The bill would expand the limits of justifiable use of force in self-defense or in defense of another person under Indiana’s “stand your ground” Law.
“I feel that it would give citizens a sense of vigilantism, where they would go out and not be concerned about the repercussions of what they may do with their weapon,” Rettig said.
“This does not allow people to become a vigilante,” state Rep Jim Lucas, a Republican from Seymour, said. “That’s the farthest thing from it.”
Lucas, the bill’s author, said, “This does not allow people to just go on a shooting spree.”
Rather, Lucas said, the bill would grant immunity from liability in a civil case.
“The only thing this does is a justified use of force, up to and including deadly force,” Lucas said. “That, if somebody’s justified in using force, it simply raises the bar to a level that makes it more difficult for that person to be dragged through a civil court.”
“If you’re immune from that, then that is also concerning because say you are justified in the initial shooting, but also injured or killed somebody else,” Rettig said. “Now, this bill could feasibly remove the ability of their family to then pursue civil action for wrongful death or what have you.”
Lucas said his bill has already passed the House 80-13 and the Senate’s judiciary committee.

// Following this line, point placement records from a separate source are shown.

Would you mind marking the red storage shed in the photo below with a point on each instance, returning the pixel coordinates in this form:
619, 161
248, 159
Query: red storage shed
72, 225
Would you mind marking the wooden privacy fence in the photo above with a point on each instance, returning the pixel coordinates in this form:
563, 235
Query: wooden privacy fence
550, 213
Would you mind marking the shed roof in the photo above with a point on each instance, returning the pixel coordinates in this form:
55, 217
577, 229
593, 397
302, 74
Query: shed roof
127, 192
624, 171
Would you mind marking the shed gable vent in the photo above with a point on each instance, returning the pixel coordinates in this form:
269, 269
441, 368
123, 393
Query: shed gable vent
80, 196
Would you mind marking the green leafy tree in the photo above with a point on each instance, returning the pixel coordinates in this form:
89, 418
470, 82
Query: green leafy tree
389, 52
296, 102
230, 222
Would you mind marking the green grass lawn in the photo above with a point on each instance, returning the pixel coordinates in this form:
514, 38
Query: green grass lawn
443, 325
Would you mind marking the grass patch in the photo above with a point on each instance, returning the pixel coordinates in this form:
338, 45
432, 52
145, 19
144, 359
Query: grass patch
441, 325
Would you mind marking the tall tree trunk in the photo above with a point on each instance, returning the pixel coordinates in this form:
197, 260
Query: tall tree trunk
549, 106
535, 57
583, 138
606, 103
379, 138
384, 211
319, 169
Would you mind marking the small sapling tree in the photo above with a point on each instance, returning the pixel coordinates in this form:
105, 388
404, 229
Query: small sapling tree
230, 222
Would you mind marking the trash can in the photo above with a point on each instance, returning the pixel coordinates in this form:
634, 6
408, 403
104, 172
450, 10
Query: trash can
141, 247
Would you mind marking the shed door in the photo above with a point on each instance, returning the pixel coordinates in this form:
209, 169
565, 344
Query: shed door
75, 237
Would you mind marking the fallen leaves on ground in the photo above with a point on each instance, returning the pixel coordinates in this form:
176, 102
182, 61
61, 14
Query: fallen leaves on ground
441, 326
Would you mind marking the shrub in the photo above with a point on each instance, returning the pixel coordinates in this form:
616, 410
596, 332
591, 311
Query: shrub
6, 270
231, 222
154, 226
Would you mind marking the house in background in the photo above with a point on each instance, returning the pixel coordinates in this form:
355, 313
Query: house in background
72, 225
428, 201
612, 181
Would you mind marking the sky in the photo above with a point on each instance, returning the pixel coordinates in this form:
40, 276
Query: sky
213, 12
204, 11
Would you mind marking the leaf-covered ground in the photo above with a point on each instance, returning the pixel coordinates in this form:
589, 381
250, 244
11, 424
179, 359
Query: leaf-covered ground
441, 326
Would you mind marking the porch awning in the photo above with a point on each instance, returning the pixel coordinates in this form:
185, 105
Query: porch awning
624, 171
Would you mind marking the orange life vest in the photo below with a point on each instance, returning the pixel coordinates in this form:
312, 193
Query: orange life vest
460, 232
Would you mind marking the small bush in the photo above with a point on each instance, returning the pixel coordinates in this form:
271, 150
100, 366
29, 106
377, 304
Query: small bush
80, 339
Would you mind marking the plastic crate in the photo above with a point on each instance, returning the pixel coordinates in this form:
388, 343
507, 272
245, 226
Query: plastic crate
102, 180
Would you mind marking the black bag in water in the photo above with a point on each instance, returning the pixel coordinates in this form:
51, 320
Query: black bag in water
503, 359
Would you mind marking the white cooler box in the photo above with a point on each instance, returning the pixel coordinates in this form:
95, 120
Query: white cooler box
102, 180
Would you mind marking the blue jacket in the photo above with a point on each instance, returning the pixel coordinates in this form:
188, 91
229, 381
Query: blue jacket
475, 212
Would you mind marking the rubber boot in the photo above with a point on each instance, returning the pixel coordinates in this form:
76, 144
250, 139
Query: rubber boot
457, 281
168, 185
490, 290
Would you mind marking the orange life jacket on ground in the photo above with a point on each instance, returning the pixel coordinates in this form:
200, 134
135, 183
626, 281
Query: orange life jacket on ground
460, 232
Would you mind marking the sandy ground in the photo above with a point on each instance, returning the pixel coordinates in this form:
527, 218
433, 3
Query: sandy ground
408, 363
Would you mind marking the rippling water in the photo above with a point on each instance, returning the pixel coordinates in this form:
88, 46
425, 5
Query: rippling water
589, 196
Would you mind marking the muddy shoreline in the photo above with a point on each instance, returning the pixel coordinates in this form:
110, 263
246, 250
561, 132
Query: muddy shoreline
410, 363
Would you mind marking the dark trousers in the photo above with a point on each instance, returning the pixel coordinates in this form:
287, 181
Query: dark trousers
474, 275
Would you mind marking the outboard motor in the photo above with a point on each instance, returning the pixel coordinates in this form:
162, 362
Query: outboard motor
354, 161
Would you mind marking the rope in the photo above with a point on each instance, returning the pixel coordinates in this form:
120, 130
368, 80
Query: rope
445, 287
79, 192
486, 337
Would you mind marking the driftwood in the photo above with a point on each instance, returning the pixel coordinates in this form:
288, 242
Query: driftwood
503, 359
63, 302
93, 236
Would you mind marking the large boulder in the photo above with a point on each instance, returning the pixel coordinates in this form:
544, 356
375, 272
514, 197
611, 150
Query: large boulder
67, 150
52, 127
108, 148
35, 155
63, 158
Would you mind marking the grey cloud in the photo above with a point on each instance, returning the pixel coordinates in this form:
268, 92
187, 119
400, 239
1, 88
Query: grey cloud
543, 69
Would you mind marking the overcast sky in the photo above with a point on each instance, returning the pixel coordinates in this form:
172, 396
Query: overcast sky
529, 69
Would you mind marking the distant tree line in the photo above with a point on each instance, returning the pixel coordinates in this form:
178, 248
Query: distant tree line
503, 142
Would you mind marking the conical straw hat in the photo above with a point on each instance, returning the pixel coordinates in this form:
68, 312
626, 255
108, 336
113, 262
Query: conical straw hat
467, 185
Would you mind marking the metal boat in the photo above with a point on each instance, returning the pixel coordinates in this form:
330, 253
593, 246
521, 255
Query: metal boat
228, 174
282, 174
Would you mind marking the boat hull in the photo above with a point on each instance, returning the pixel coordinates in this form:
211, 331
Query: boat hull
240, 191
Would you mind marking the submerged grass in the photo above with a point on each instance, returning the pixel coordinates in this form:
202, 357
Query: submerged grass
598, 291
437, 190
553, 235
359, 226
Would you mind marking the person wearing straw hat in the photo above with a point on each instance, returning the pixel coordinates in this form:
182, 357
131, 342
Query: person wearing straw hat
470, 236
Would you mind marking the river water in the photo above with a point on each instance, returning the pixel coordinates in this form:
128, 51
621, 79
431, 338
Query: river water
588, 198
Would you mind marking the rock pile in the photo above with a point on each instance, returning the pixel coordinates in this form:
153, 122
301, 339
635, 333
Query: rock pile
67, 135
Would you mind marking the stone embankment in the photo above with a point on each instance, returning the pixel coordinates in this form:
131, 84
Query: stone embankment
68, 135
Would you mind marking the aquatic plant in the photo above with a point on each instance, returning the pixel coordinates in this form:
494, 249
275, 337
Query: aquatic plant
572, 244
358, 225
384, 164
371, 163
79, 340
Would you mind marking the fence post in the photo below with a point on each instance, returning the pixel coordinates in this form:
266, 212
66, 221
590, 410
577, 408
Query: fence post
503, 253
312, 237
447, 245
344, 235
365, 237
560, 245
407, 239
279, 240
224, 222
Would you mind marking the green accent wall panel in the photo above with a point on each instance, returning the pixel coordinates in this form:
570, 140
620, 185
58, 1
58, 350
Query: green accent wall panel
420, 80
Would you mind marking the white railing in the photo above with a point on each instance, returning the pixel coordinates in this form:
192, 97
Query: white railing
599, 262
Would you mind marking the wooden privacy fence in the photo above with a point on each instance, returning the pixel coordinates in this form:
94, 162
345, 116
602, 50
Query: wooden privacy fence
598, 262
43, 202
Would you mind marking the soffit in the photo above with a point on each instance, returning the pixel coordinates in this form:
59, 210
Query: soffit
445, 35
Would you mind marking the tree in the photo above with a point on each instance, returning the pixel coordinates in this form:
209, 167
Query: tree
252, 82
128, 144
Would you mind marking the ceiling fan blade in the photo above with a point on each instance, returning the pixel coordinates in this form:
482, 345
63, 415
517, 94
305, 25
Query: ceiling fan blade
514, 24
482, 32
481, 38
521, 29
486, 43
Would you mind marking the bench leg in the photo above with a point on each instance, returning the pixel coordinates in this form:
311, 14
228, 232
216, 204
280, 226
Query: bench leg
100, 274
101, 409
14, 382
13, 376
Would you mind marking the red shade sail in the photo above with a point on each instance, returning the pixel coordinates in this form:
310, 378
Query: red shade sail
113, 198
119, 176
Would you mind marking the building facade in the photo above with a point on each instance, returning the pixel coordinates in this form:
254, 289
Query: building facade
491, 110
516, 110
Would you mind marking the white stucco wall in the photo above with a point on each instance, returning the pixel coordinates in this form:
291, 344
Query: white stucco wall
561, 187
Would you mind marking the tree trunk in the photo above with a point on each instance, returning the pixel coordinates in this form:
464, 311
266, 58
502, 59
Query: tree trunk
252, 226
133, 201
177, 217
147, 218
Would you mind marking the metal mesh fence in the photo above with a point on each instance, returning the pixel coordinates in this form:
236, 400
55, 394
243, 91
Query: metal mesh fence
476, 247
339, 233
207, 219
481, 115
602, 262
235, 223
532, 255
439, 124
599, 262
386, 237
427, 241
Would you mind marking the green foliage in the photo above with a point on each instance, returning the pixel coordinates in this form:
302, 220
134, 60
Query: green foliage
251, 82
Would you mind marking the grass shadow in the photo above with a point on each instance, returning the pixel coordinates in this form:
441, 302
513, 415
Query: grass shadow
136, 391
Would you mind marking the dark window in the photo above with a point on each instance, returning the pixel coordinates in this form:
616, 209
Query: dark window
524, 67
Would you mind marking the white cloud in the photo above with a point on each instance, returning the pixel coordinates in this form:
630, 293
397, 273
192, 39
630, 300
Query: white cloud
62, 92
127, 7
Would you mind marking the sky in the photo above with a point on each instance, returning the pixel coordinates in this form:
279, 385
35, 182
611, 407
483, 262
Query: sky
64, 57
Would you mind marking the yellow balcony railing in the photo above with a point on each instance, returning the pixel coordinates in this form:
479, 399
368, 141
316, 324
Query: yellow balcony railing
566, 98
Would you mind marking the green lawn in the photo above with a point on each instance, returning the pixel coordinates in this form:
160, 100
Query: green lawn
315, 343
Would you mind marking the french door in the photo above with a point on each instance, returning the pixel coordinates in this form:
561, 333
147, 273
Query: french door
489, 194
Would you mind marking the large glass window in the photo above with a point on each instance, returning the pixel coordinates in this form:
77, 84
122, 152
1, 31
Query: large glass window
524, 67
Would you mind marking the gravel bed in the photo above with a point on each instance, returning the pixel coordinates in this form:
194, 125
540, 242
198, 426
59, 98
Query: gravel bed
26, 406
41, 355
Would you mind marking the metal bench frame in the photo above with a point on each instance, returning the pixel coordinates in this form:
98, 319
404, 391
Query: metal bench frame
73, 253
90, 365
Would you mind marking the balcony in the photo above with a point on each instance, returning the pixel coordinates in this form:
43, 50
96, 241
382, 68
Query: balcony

He’s waiting for it to get a second reading in the Senate, which he says could happen as soon as next week.
“The reason we need this law is very simple: violent criminals should not be able to sue their victims – or those that come to the aid of their victims – based on the lawful and justified use of force under Indiana’s existing self-defense laws,” Carmel Attorney, Guy Relford said in a statement.
Relford said he helped State Rep. Jim Lucas create the language for the bill.
“HB 1284 does not change Indiana law at all as to when force is justified in self-defense (or defense of a third person) and when it is not, so If someone uses force, including deadly force, that is not already justified by Indiana’s self-defense law, they go to prison. HB 1284 does not change that in any way. HB 1284 only provides civil immunity under the specific circumstances when the use of force is already justified under Indiana law.
HB 1284 only applies to any lawsuit brought by the person whose illegal conduct justified the use of force against him; thus, it specifically excludes any claim brought by an innocent bystander, contrary the claims of MDA.”